Student Organizations | February 17th, 2020
ArtTalks to Inspire Visual Arts Program Scholars
By: Amiya Abner
Located in Florida A&M University’s very own Foster Tanner Fine Arts Gallery, the Visual Arts program held its annual ArtTalks event on February 5. This event was a part of the FAMU Fine Art graduate’s celebration “Voices of FAMU Art Program: A Collection of Six Decades of Art”. Students were able to view and discuss the artwork of alum Turbado Marabou that highlighted the purpose of being an artist and the importance of using artistic creativity to advance cultural awareness.
Turbado Marabou, born by the name of James Miller, is a FAMU alum from Gainesville, Florida who graduated with a Bachelor of Science degree in Fine Arts in 1988. He later received his Master of Fine Arts in Printmaking from the University of Wisconsin-Madison, where he also received the Porter Butts Award for Outstanding Talents in the arts.
After graduating, Marabou decided to pursue his artistic passion by relocating to Chicago, Illinois. What started off as creating murals with the Chicago Public Art Group transformed into an opportunity for Marabou to expand upon his multitude of talents.
Today, Marabou serves as the CEO of the Deeproots Art & Culture Creative Services LLC where he serves as an art and cultural advocate. In his leisure, he continues to create his own artwork that currently showcases in local exhibitions and galleries, while staying active with his hometown community.
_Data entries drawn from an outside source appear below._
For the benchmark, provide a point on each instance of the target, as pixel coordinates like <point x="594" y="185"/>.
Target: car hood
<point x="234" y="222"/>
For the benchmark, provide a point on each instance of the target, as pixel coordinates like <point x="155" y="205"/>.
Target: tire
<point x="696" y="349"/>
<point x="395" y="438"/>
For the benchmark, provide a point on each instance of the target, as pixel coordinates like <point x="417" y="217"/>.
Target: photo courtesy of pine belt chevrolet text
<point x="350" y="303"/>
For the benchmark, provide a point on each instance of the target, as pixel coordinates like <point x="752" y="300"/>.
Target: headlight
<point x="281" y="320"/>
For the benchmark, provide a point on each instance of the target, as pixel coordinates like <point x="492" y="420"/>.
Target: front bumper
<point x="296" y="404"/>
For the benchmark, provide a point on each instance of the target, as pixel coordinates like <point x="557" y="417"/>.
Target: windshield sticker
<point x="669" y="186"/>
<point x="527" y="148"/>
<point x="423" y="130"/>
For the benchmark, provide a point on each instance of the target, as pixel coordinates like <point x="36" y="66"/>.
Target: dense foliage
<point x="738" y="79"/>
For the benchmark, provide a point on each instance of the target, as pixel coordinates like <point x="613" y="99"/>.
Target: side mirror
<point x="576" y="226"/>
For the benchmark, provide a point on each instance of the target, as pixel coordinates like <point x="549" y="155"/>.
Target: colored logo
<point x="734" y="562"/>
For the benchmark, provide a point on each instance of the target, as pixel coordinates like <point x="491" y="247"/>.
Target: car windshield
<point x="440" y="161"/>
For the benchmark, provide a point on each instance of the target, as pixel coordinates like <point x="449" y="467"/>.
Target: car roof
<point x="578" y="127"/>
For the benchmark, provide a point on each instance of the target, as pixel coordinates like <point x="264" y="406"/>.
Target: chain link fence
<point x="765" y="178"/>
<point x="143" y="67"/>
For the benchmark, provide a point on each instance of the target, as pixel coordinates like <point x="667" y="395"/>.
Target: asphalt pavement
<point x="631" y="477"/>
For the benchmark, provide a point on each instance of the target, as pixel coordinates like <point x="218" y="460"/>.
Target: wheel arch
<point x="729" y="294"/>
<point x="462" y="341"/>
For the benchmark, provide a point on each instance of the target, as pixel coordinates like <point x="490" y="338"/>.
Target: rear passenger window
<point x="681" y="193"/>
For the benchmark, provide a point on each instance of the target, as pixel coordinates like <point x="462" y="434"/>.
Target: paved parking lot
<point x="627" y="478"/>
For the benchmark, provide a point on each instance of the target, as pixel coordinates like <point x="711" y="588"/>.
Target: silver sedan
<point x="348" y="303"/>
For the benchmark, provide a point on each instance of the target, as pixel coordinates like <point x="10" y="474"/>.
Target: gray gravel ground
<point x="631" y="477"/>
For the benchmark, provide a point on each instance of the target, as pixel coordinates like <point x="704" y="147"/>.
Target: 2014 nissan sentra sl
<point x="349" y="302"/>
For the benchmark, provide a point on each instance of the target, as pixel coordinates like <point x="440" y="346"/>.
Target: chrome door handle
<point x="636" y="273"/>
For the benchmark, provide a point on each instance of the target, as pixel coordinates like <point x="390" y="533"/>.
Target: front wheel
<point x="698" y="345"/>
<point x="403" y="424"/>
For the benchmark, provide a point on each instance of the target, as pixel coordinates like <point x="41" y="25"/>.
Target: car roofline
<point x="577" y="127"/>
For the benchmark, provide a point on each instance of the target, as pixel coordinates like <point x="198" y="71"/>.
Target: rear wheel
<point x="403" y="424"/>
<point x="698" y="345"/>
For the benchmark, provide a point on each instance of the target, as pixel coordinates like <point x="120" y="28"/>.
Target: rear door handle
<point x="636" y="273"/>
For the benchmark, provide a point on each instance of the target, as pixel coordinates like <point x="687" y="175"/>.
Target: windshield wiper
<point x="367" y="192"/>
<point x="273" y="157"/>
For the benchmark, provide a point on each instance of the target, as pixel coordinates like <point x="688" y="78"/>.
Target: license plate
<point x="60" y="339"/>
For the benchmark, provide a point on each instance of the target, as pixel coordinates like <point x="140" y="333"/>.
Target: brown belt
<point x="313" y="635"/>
One of the first few pieces Marabou projected was one of his favorite works entitled “Woman with Jar”, a 14 x 22 watercolor and colored pencil image of a Zulu woman balancing a jar on her head. Marabou explained his trip to KwaZulu- Natal, South Africa as inspiration for the piece.
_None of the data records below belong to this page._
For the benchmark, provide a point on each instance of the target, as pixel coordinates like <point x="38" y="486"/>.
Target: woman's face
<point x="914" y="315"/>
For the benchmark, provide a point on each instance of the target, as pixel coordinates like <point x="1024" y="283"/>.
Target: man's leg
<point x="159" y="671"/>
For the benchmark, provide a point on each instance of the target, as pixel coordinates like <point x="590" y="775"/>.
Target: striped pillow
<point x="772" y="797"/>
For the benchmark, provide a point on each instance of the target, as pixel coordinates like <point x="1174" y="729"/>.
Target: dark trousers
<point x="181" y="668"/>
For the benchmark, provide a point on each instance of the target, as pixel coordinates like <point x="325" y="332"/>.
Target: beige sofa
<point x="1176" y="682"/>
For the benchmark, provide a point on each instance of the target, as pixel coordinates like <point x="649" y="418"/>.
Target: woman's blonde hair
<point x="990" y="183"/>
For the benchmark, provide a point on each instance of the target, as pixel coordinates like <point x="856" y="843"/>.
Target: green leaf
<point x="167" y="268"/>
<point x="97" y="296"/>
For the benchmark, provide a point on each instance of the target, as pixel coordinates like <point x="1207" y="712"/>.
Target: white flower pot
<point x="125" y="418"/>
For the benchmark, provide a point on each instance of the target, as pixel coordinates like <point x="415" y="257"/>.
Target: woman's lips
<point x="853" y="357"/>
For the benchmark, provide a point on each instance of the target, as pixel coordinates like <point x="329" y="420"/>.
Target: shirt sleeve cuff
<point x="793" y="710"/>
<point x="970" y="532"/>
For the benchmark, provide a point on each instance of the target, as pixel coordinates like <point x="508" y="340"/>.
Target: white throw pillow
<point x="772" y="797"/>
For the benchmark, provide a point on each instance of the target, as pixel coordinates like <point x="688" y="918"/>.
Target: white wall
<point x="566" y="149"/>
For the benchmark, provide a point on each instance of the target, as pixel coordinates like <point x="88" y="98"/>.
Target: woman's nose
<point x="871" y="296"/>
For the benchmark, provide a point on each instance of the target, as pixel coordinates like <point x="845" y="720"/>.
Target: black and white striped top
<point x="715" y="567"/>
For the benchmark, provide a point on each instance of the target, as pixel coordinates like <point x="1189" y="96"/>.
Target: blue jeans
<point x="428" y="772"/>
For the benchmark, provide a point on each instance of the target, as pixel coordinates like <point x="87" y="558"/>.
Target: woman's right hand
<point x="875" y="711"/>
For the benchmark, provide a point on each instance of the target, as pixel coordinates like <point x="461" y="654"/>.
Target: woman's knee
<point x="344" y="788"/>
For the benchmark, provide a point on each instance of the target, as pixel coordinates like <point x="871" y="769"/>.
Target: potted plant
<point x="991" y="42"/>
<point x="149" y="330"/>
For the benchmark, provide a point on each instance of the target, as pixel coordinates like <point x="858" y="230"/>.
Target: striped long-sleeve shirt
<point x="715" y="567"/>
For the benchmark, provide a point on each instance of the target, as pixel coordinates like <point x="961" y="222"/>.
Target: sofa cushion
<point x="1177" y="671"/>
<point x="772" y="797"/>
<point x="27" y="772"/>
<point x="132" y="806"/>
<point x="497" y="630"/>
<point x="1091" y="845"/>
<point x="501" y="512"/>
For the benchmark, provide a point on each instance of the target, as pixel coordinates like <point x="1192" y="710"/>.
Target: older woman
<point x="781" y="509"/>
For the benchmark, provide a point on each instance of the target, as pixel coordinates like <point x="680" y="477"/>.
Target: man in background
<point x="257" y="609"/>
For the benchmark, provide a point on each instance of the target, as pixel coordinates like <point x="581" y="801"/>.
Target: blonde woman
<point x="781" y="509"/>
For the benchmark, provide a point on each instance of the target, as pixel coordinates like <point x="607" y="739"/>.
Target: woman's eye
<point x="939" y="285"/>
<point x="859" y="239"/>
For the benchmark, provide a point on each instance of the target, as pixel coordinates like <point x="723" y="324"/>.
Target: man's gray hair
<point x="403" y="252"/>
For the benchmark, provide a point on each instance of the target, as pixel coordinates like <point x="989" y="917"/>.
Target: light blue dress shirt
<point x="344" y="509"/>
During his trip, he learned about the Zulu reservation and visited the popular tourist attraction Shaka Zulu Land where they kept set artifacts from William C. Faure’s 1986 film “Shaka Zulu”.
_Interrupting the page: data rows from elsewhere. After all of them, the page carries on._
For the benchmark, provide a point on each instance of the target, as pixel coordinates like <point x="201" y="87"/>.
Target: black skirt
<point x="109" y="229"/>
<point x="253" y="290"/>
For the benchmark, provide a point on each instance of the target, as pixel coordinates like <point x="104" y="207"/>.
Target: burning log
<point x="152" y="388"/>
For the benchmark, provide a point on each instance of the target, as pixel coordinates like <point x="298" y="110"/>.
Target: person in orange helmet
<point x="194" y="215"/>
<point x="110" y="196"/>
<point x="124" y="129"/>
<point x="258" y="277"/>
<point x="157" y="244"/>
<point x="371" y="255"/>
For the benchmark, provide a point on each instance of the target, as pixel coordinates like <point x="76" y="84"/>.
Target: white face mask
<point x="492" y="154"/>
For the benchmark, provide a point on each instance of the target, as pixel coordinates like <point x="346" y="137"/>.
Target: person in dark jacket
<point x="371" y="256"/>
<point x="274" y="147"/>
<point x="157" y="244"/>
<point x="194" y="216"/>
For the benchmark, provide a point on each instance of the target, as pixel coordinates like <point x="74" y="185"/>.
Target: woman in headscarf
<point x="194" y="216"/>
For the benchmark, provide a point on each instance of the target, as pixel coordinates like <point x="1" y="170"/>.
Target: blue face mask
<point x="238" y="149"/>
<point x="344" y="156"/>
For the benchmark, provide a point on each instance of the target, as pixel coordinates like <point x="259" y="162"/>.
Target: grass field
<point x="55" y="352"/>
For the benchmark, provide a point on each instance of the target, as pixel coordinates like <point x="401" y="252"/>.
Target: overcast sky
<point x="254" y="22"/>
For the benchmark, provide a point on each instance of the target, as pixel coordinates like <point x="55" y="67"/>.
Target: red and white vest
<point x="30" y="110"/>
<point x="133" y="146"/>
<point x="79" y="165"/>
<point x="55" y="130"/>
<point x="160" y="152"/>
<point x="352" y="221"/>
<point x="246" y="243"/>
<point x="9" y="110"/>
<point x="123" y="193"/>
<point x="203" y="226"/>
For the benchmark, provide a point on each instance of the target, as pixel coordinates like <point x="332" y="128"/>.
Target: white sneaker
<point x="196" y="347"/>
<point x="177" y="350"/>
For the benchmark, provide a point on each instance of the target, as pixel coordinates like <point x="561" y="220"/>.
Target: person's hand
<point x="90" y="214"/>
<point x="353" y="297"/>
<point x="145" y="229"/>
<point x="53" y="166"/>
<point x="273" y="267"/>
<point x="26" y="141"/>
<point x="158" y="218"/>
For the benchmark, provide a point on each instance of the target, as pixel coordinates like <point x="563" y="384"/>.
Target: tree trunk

Inside the gates, tourists roamed to different stations, Marabou found this woman in a turban holding a jar over her head surrounded by tourists. As the woman stood for pictures, he overheard tourists flooding her with abrupt commands to pose for photos. Interrupting the chaos, Marabou gave her a look of assurance and in response, the woman made the unique captured facial expression.
Marabou also pointed out the symbolic representations of the water droplets leaking at the bottom of the jar. “Water is the representation of life, nourishment, and sustainment,” he proceeds to explain. “The leaking is what she is trying to carry or preserve. There’s unsustainability about our way of life and we need to understand it and preserve it.”
From beginning to end, Marabou delves into his artistic process and the history behind each work he presented. He also provided the students with tips on how to create a piece while sticking to the sole purpose.
“Allow your creativity to represent you, allow your creativity to show your best works in life. Go forth and don’t be ashamed of anything that you imagine,” Marabou shared in his final remarks.
This powerful message resonated with the entire room, leaving aspiring artists with motivation to continue honing in on their craft.
Created in 2016, ArtTalks are open and free to the public and are currently coordinated by Harris Wiltsher for the 2019-2020 academic year. The next event hosted by the Fine Arts Program will be the “Voices of Famu Art Program; A Collection of Six Decades of Art” exhibited in the Foster- Tanner Fine Arts Gallery from February 27- April 5, 2020.